Dentro de um galpão de trabalho comunitário de pescadores em Cáceres, Elza Basto Pereira, de 64 anos, chefe da comunidade, diz que os materiais de construção começaram a chegar pelo rio há seis meses.
“Estradas estão sendo construídas para os portos planejados, e materiais estão sendo alinhados ao longo do rio; eles continuam chegando”, ela diz.
A ameaça do desenvolvimento, conhecida como Hidrovia Paraguay-Paraná waterwayassombra o Pantanal há décadas. As primeiras iterações – que envolviam dragagem e endireitamento de curvas de rios em centenas de locais – foram arquivadas pelo governo brasileiro em 2000 devido a preocupações ambientais.
Mas o esforço para desenvolver hidrovias através do pantanal continuou. Agora, especialistas acreditam que uma nova estratégia está sendo implantada, uma que vê seções do projeto aprovadas parte por parte.
“Os políticos e as empresas estão forçando o desmembramento”, diz Girard.

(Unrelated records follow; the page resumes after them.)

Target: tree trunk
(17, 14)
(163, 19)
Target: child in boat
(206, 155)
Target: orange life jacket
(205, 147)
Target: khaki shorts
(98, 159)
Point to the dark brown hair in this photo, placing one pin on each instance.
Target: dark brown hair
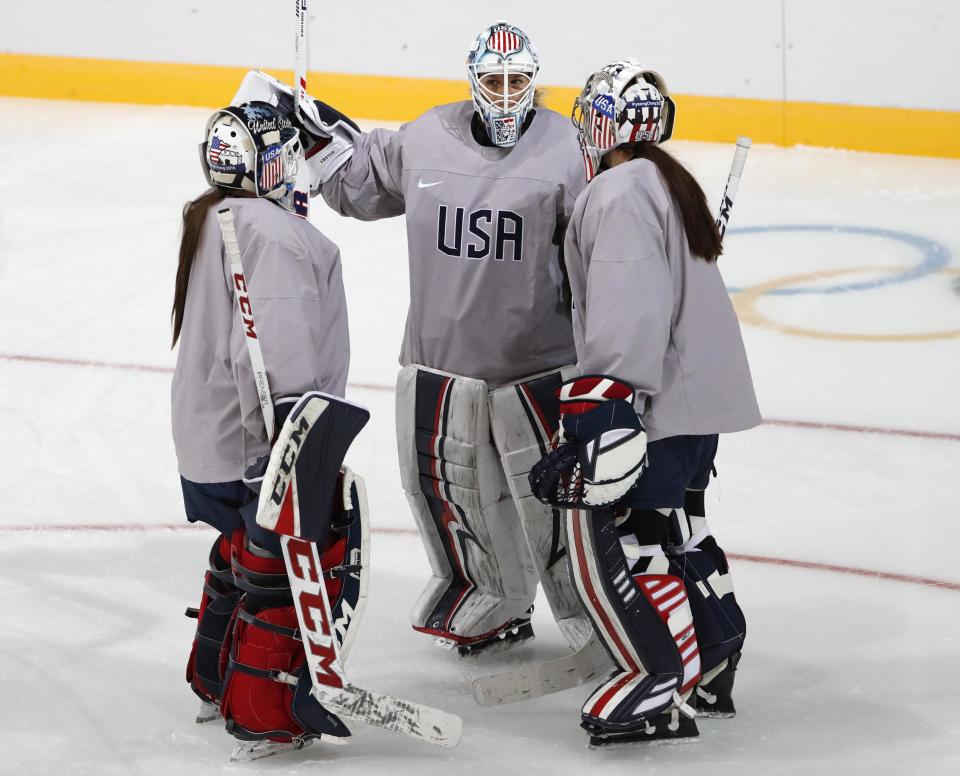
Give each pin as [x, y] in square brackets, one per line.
[194, 214]
[698, 222]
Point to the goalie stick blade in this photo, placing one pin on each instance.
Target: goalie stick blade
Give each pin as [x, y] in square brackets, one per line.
[328, 679]
[298, 494]
[423, 723]
[521, 684]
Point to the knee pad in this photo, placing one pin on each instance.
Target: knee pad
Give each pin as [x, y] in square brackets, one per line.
[346, 560]
[721, 625]
[639, 608]
[266, 691]
[483, 577]
[220, 600]
[524, 417]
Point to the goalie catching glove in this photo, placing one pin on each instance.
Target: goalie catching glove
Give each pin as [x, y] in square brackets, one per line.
[326, 134]
[601, 450]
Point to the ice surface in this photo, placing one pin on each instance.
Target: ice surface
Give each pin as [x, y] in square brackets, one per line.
[842, 672]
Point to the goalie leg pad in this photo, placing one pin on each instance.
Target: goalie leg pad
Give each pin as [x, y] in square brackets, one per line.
[483, 577]
[524, 418]
[217, 606]
[721, 624]
[346, 561]
[640, 611]
[266, 691]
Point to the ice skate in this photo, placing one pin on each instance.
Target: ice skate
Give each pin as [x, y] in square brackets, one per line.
[495, 642]
[207, 712]
[671, 727]
[246, 751]
[512, 635]
[714, 694]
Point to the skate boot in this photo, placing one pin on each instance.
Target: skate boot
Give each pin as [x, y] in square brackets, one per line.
[245, 751]
[670, 727]
[207, 712]
[495, 642]
[714, 694]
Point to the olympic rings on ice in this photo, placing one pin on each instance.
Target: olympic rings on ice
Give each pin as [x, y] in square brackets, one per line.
[935, 256]
[745, 303]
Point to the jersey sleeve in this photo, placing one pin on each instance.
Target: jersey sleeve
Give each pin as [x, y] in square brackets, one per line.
[300, 324]
[629, 299]
[368, 186]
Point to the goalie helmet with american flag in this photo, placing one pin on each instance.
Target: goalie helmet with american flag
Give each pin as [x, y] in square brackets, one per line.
[502, 66]
[253, 147]
[621, 103]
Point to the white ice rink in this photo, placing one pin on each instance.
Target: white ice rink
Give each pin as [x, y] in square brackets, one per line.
[840, 514]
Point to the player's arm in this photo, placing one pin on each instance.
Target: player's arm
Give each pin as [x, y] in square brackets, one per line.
[357, 173]
[629, 300]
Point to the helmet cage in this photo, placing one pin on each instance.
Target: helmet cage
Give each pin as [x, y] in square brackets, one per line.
[622, 103]
[268, 170]
[504, 50]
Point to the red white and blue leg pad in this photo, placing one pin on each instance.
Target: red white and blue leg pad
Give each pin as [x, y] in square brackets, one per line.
[641, 613]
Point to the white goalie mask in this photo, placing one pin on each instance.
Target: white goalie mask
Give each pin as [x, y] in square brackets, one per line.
[502, 67]
[621, 103]
[253, 147]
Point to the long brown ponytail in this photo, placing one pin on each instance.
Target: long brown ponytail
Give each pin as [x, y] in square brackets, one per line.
[698, 222]
[194, 214]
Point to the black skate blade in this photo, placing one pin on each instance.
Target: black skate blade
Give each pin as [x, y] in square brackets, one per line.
[658, 731]
[714, 699]
[713, 706]
[506, 639]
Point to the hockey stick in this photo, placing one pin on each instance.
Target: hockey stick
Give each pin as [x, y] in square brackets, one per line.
[302, 560]
[733, 182]
[591, 659]
[301, 55]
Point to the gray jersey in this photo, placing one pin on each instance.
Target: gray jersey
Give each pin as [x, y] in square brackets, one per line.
[296, 291]
[484, 236]
[647, 311]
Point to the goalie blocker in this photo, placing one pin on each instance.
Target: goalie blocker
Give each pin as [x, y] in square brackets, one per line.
[465, 453]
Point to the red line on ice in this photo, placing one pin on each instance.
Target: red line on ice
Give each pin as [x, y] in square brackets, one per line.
[888, 576]
[816, 425]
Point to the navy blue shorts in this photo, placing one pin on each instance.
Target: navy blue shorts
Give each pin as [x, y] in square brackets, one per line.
[227, 506]
[674, 465]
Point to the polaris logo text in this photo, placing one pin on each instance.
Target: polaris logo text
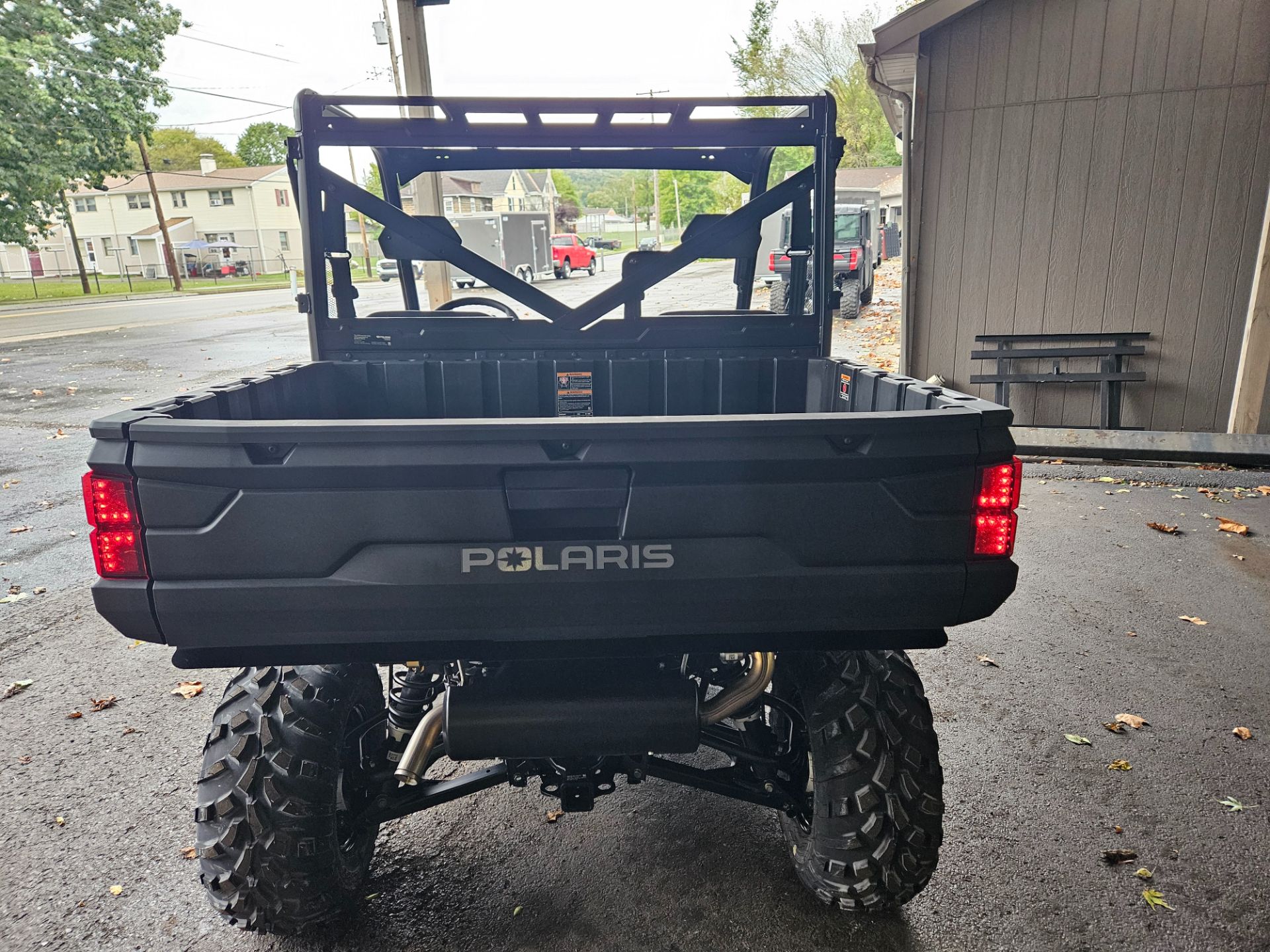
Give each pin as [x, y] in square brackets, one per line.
[520, 559]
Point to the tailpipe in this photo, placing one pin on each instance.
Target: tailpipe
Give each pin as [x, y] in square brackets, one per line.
[742, 694]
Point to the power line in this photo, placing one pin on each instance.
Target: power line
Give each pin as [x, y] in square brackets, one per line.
[241, 50]
[130, 79]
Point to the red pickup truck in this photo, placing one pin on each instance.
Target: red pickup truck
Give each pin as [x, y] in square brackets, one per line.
[570, 254]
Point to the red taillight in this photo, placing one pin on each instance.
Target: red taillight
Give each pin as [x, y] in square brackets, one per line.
[111, 504]
[995, 521]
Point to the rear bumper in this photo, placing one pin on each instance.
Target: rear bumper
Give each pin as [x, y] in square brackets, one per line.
[509, 615]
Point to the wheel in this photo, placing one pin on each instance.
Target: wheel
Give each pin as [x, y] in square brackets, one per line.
[281, 779]
[872, 836]
[778, 299]
[850, 307]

No ano passado, o governo brasileiro anunciou que o Rio Paraguaique drena o pântano por seis meses e depois o inunda pelo resto do ano, seria desenvolvido sob seu programa de aceleração de crescimento. Seu site diz que o projeto nacional tem “grande potencial para reduzir custos de transporte” e que “discussões estão sendo realizadas com a sociedade e as partes interessadas locais”.
O governo anunciou uma investimento de 81 milhões de reais [£11m] para dragagem, limpeza de vegetação e adaptação da sinalização do canal navegável. Licenças preliminares foram emitidas para a construção de duas instalações portuárias em Porto Esperança e Cáceres, que os oponentes dizem ser o primeiro passo para transformar a maior seção natural do Rio Paraguai em uma hidrovia projetada.

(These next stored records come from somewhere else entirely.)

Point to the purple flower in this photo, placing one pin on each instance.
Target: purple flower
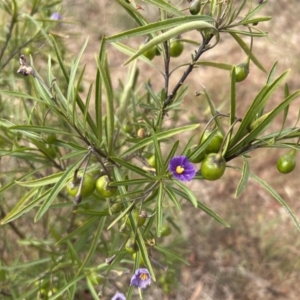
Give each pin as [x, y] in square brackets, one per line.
[181, 168]
[141, 278]
[118, 296]
[56, 16]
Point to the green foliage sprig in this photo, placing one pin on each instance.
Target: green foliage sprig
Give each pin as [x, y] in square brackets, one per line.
[90, 237]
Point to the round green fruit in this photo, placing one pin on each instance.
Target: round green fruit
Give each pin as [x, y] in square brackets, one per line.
[151, 161]
[213, 166]
[176, 48]
[103, 188]
[131, 246]
[150, 53]
[215, 143]
[166, 230]
[116, 207]
[51, 138]
[286, 163]
[95, 278]
[88, 186]
[241, 72]
[195, 7]
[139, 218]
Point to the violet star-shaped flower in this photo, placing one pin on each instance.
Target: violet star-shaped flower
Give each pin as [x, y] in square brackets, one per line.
[181, 168]
[118, 296]
[141, 278]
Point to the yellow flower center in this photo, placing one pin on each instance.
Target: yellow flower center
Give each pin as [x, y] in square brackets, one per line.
[144, 276]
[179, 169]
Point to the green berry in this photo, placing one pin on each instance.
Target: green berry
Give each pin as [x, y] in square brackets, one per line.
[241, 71]
[150, 53]
[166, 230]
[286, 163]
[139, 218]
[176, 48]
[151, 161]
[213, 166]
[103, 188]
[198, 158]
[215, 143]
[88, 186]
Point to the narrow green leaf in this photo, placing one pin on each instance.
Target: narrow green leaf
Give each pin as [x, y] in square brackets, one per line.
[51, 179]
[256, 20]
[59, 58]
[232, 96]
[221, 66]
[158, 155]
[272, 73]
[253, 134]
[144, 253]
[55, 190]
[201, 206]
[159, 212]
[214, 112]
[190, 196]
[160, 25]
[257, 105]
[160, 136]
[40, 129]
[98, 95]
[71, 83]
[247, 51]
[129, 182]
[170, 254]
[189, 26]
[132, 167]
[255, 11]
[171, 153]
[244, 178]
[166, 7]
[109, 106]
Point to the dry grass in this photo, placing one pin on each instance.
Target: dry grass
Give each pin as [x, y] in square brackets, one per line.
[257, 257]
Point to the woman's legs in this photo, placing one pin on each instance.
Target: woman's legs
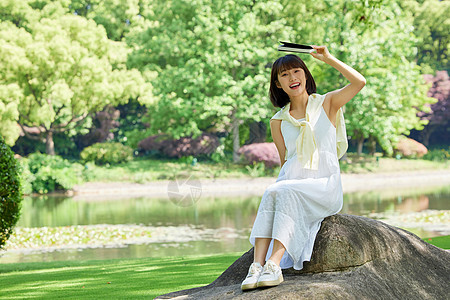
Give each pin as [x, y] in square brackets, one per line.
[277, 251]
[261, 247]
[260, 251]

Lourenço Pereira Leite, 54, sits with Basto Pereira at the Cáceres fishing shed. They are part of the ribeirinhos (comunidade ribeirinha), que vive da pesca sustentável e da agricultura de pequena escala.

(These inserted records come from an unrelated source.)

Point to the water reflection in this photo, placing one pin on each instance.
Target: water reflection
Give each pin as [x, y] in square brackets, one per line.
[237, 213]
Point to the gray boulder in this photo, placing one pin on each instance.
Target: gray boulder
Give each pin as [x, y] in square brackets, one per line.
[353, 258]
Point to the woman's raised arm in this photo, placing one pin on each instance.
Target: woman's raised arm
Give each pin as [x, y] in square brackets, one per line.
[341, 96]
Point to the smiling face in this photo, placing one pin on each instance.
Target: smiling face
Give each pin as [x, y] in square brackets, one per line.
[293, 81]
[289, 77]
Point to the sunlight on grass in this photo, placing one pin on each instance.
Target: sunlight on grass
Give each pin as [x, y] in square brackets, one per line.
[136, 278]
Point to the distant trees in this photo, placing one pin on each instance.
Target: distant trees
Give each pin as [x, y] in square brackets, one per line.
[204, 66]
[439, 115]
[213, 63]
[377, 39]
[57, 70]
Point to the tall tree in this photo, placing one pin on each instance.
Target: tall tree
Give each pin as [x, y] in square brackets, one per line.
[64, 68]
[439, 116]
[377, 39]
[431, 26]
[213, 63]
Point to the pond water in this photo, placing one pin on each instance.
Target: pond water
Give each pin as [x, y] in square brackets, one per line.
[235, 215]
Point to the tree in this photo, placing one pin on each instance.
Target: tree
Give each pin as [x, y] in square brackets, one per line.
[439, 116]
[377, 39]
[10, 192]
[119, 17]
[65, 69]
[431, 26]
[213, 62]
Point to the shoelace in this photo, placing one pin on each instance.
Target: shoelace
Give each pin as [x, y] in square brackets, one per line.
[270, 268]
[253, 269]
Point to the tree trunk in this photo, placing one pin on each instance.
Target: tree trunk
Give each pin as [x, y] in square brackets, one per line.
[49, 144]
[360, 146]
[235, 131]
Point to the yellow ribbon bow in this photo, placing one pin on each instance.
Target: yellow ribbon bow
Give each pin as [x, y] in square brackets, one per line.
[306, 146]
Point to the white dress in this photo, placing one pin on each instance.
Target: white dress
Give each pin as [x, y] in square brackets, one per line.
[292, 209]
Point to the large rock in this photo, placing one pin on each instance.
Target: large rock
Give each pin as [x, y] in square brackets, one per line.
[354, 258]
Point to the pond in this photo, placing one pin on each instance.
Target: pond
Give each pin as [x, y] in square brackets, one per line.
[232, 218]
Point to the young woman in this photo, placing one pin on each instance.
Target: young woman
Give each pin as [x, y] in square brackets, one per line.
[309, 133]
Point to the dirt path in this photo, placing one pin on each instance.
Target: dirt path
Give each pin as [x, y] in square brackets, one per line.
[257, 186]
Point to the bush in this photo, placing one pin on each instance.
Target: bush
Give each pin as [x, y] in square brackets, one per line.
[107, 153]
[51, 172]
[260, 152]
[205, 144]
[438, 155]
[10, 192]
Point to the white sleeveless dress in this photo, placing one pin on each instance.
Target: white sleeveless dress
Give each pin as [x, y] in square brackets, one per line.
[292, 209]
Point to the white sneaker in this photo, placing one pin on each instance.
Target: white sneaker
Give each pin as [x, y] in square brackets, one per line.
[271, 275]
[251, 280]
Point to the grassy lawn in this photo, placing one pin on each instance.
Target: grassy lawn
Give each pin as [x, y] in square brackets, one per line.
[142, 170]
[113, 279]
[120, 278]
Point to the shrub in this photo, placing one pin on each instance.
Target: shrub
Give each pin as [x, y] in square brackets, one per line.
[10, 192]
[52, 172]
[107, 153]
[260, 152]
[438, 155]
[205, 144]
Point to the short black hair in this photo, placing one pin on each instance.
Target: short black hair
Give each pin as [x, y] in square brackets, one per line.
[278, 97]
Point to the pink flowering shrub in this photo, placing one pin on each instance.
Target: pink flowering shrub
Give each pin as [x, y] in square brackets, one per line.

“Eles tentam nos enganar”, diz Pereira Leite. “Quando a hidrovia foi apresentada pela primeira vez nos anos 90, os apoiadores disseram que ela traria prosperidade – não trouxe. Em vez disso, começou a destruir o meio ambiente.
“Agora eles vêm novamente, com as mesmas palavras ‘progresso, progresso’, mas sabemos que isso marcará o fim da nossa pesca, das nossas famílias.”
O Pantanal, frequentemente chamado de “reino das águas”, é composto por mais de 1.200 rios e córregos, e a vasta biodiversidade depende do padrão sazonal de inundações. Cientistas temem que a dragagem e o aprofundamento criem, na prática, um “grande dreno”, desconectando o Rio Paraguai de sua planície de inundação e encolhendo a área úmida.
Cientistas alertam que isso pode destruir habitats aquáticos, populações de peixes, áreas de nidificação de pássaros e, consequentemente, afetar outras espécies ao longo da cadeia alimentar.
Entre os que correm maior risco estão o peixe-espada preto, o corvo-marinho-neotropical, o papa-formigas-do-mato-grossense e o peixe-cauda-de-loro-branco, de acordo com a Dra. Angélica Vilas Boas da Frota, bióloga local, embora mamíferos maiores, como onças-pintadas, também possam ser afetados pelo declínio das populações de peixes.
As zonas húmidas também são de importância global para o clima. Apesar de cobrirem apenas 5-8% da superfície terrestre da Terra, elas poderiam armazenar até 30% do carbono terrestre. O Pantanal é um sumidouro crítico de carbono, mas a dragagem perpétua – que seria necessária para a passagem das barcaças, devido ao sedimento arenoso ao longo do leito do rio – levaria à liberação de gases de efeito estufa, contribuindo ainda mais para o aquecimento global.
O risco de incêndios florestais também poderia aumentar, mas tais preocupações não estão sendo ouvidas, dizem cientistas. “O Brasil vê a Amazônia como sua carta de baralho ambiental internacional”, diz Girard, enquanto o Pantanal continua esquecido.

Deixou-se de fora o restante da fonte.